An employee at an Apple parts supplier has been caught on tape selling inside information
[pdf] about Apple to a hedge fund broker. The information, potentially worth millions to the broker, was sold by Walter Shimoon for a mere $22,000. Shimoon has since been fired by camera and charger component maker Flextronics International, and was arrested by US law enforcement this morning. Among other things, he was recorded leaking sales information, details about the iPhone's cameras and about a mysterious product known only as "K48."

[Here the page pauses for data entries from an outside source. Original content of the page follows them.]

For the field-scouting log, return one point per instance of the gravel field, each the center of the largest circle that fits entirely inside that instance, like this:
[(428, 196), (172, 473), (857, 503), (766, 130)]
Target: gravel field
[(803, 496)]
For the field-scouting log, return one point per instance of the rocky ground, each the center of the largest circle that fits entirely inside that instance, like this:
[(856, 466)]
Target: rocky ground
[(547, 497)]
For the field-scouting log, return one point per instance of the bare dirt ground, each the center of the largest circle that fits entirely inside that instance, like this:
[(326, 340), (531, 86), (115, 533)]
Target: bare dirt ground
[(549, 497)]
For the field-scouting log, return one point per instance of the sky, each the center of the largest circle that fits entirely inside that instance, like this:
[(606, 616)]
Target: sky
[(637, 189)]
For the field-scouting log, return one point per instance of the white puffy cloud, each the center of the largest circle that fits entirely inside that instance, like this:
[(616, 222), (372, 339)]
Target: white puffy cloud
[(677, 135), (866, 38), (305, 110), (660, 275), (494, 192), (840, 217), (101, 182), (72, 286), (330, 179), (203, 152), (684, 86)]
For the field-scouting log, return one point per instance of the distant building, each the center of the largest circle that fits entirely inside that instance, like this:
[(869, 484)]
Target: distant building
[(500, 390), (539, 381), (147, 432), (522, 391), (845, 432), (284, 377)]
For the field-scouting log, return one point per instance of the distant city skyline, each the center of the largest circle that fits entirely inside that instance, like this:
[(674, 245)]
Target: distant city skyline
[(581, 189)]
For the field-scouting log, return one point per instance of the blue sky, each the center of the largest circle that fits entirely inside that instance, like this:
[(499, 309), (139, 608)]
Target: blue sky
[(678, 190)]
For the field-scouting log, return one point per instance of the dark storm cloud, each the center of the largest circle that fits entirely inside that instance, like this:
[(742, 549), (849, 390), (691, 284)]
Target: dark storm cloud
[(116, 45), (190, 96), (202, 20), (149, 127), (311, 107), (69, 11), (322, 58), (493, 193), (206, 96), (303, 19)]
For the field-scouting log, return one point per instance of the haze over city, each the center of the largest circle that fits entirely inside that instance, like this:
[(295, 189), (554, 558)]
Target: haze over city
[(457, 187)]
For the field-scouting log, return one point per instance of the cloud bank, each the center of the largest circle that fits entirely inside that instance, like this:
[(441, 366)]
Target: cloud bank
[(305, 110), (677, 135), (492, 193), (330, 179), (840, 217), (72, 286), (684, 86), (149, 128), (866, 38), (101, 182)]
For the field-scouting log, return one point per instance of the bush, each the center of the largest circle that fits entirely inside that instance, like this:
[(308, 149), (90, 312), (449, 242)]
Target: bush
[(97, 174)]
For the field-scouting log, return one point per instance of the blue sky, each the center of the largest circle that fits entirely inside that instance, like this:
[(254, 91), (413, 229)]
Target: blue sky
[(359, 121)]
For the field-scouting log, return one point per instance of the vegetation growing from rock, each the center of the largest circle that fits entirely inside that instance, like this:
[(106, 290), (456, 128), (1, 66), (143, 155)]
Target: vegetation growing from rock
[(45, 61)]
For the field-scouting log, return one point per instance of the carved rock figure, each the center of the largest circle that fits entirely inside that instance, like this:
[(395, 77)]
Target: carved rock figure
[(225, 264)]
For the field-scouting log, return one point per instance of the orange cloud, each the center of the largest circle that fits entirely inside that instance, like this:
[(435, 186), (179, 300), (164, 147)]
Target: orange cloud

Shimoon, who played a role in contract negotiations with Apple, is alleged to have passed information via phone calls with clients of Primary Global Research, an expert-networking company based in California. One of the people he was talking to, however, was a government witness who was recording the phone calls. According to the recordings, Shimoon revealed third quarter 2009 sales figures for iPhones and fourth quarter 2009 sales figures for iPods during a phone call in October 2009. During this call, Shimoon also let drop the news that the 2010 iPhone would have two cameras. "We're working with them on the camera," Shimoon said, according to the complaint against him. "You know, they're very secretive."
In the same phone call, Shimoon also revealed that Apple was working on a top secret product, which was known internally at the company as "K48
." His information about the new product was sketchy, Shimoon explained, but he made some educated guesses that turned out to be pretty accurate: "It's totally ... It's a new category altogether... It doesn't have a camera, what I figured out. So I speculated that it's probably a reader... Something like that. Um, let me tell you, it's a very secretive program," he said. Shimoon also added that "at Apple you can get fired for saying K48... that's how crazy they are about it."
Shimoon apparently thought he was safe because he wasn't writing anything down, only talking on the phone. In a conversation about the insider-trading prosecution of billionaire Raj Rajaratnam
, he noted that "it's all done via voice, there's no real record of information," but observed that "it would really suck if you recorded all the calls."